8 Doors Distillery

Region: Highland
- Location: John O'Groats, Wick KW1 4YR, Scotland, United Kingdom
- Coordinates: 58°38′34″N 3°04′10″W﻿ / ﻿58.642703°N 3.0695149°W
- Founded: 2 August 2023; 3 years ago
- Founder: Kerry Campbell Derek Campbell
- Architect: NorCad Design
- Water source: Borehole
- No. of stills: 2 1700 litre wash still 1300 litre spirit still
- Capacity: 150,000 litres

Location

= 8 Doors distillery =

Whisky distillery in John O'Groats, Scotland

8 Doors Distillery is a single malt Scotch whisky distillery in John O'Groats, Caithness. The distillery was founded in 2022. It is the most northerly Scotch whisky distillery on the Scottish mainland.

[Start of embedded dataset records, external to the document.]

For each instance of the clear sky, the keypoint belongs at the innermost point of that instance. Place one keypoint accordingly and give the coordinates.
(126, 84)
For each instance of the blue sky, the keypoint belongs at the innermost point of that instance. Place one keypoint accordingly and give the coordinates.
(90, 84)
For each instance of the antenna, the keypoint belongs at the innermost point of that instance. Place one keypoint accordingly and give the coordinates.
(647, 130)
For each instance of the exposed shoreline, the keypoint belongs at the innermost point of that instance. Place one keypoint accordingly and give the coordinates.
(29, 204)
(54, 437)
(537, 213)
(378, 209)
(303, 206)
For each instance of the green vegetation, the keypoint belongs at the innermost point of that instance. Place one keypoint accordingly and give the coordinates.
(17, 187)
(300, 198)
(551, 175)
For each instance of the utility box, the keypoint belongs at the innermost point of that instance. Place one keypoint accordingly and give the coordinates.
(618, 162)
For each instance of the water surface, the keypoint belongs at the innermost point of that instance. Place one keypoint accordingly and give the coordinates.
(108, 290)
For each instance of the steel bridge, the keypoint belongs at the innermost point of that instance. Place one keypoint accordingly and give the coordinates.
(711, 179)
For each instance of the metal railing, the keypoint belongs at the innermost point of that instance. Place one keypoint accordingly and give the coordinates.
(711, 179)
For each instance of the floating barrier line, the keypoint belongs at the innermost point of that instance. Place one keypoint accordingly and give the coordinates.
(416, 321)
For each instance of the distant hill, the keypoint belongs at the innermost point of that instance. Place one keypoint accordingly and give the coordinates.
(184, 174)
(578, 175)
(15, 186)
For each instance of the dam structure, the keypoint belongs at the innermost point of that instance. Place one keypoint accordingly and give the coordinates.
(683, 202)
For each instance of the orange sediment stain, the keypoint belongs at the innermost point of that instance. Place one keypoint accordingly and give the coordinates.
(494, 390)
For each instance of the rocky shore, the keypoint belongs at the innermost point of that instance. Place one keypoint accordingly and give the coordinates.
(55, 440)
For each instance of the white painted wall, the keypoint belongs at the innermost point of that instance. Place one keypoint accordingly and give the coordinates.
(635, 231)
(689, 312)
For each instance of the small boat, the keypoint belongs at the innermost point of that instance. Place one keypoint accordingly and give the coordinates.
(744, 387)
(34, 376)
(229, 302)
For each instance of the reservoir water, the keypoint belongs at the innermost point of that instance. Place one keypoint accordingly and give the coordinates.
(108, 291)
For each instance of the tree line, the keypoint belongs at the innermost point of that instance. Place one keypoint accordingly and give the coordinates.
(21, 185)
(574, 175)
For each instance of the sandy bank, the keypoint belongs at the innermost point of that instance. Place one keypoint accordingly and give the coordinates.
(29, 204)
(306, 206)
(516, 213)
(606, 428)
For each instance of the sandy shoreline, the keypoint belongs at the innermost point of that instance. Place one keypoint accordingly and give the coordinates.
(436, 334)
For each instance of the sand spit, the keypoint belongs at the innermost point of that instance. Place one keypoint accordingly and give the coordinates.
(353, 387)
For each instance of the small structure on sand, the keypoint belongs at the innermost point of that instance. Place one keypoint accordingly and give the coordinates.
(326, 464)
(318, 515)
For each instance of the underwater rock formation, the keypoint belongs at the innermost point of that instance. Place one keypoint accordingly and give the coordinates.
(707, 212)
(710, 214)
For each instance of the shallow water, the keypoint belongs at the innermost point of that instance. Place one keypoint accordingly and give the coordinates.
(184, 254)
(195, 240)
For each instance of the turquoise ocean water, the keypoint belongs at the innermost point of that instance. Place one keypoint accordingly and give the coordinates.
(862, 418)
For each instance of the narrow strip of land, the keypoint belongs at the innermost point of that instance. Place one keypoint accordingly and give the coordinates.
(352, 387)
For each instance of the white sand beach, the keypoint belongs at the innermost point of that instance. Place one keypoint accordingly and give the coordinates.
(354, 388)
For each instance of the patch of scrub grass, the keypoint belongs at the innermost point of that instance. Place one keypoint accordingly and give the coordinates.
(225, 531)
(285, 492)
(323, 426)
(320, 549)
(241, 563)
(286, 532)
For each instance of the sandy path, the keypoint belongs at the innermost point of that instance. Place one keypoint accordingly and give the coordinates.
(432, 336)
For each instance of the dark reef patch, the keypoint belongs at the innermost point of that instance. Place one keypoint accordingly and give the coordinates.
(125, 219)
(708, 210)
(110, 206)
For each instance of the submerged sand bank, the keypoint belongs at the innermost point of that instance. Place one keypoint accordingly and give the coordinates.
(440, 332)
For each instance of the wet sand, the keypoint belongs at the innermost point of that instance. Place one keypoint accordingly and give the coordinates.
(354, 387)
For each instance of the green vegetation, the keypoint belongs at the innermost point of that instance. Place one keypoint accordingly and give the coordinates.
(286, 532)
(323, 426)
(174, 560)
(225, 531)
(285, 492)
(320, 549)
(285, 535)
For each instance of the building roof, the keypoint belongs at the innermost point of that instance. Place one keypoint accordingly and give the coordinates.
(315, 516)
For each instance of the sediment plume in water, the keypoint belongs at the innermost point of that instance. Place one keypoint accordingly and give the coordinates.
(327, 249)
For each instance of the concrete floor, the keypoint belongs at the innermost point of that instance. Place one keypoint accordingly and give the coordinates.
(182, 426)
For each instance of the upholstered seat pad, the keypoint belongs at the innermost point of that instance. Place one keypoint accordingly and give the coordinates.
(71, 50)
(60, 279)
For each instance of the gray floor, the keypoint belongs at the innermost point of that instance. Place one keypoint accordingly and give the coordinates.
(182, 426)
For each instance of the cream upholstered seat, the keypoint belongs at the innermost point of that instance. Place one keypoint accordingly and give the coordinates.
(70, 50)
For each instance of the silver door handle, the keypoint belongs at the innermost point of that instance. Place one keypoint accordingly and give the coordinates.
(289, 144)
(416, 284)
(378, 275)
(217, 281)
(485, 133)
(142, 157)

The distillery was formally opened by Charles III during his first official engagement to Caithness as monarch. There is a visitor centre that operates public tours of the site.

==Name==

The name and concept behind the distillery was derived from local folklore about Jan de Groot, the 15th century ferryman who gave his name to the settlement of John O'Groats. Groot had seven male heirs who would quarrel over succession. In order to placate his sons, he built a house in the shape of an octagon, with eight doors and eight seats at the table, so no person could be seen as more important than the rest.

==History==

The distillery was founded by married couple Kerry and Derek Campbell, both local to Caithness. The project received £198,000 in funding from Highlands and Islands Enterprise. Planning permission was granted in March 2020. The first run of spirit took place in 2022.

The distillery was officially opened on 2 August 2023 by King Charles III. During his visit, the king filled a Pedro Ximinez sherry cask and sampled the new make. The visit was the King's first official engagement in Caithness since his coronation.

There are several tour options for visitors, some of which cannot be pre-booked and are for walk-ins only. In 2024, the distillery offered free of charge admission for that year's Doors Open Days festival.

The distillery has made much of its location near the northernmost point of the Scottish mainland. It is the most northerly Scotch whisky distillery, excluding those on the islands. Since 2020, it has operated a membership club - the 874 Club - named after the 874 mile distance between John O' Groats and Land's End, the longest overland route in Great Britain.

==Reception & awards==

In 2023, the distillery was named "Tourism Destination of the Year" at the Scottish Whisky Awards.

Five Ways liqueur was awarded "Artisinal Product of the Year" at the Scotland Food & Drink Excellence Awards 2024.